Beta and Blade Air Mobility Demonstrate Alia-250 eVTOL Aircraft In New York Area
Blade Air Mobility and Beta Technologies have conducted a joint test flight with the Alia-250 eVTOL aircraft as a prelude to plans for air taxi services in the New York City area. The six-passenger vehicle flew out of Westchester-County Airport in White Plains, New York, which is about 37 miles from midtown Manhattan.
Charter flight provider Blade aims to launch eVTOL flights in 2025, having made a commitment in April 2021 to add 20 Alia-250s to its network. The all-electric aircraft will be owned and flown by its operating partners in its U.S. network, with Beta providing charging infrastructure at multiple locations.
According to Beta, the flight was the first involving a piloted eVTOL aircraft in the New York City area. The aircraft flew to Westchester from the company’s test facility at Plattsburgh in upstate New York with a stop in Schenectady to recharge its batteries. The manufacturer already has three charging stations in the state, and four more sites in development.
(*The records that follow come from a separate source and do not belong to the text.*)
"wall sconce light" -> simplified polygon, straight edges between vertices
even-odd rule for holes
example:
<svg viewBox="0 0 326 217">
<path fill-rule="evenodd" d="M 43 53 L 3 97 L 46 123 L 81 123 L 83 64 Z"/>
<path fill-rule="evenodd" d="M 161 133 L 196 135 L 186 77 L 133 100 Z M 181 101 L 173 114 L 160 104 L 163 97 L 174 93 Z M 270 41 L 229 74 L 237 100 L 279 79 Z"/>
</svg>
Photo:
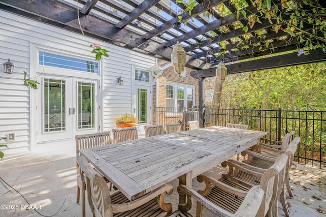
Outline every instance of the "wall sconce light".
<svg viewBox="0 0 326 217">
<path fill-rule="evenodd" d="M 123 85 L 123 80 L 121 79 L 121 76 L 118 78 L 118 83 L 121 86 Z"/>
<path fill-rule="evenodd" d="M 14 64 L 10 61 L 10 59 L 8 59 L 8 61 L 4 64 L 5 67 L 5 72 L 6 73 L 12 74 L 14 70 Z"/>
</svg>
During the demonstration flight from Westchester, the Alia-250 flew alongside a helicopter and then completed a solo pass above the airport to demonstrate its low noise profile. According to Beta, the eVTOL vehicle generates just one-tenth of the noise levels of a typical rotorcraft.
Initially, Beta is mainly targeting cargo applications for the Alia-250, but says that passenger use cases are also part of its business model. “Blade is flying passengers in key urban markets all over the world, and this flight is another step toward delivering our electric aircraft to support these operations,” commented Beta founder and CEO Kyle Clark. “We continue to progress our aircraft, flying real-life missions and gaining proficiency in the national airspace.”
Over the past three years, Beta has had two full-scale prototypes involved in flight testing as it works towards achieving FAA certification in 2024. In partnership with the FAA and the National Insitute for Aviation Research, the company has also conducted a 50-foot drop test of its full-scale battery packs.
Last year, the aircraft was flown by U.S. Air Force and Army test pilots as part of efforts to assess potential military applications for eVTOL aircraft. In addition to Blade, operators UPS and Bristow, as well as leasing group LCI and medical group United Therapeutics have made provisional commitments to purchase the Alia-250.
“This demonstration is a big milestone in our transition from helicopters to electric vertical aircraft, and we are pleased our partners at Beta have designed the right aircraft with the requisite range, capacity, and noise profile for use in our key markets, including our home base of New York City,” commented Blade CEO Rob Wiesenthal.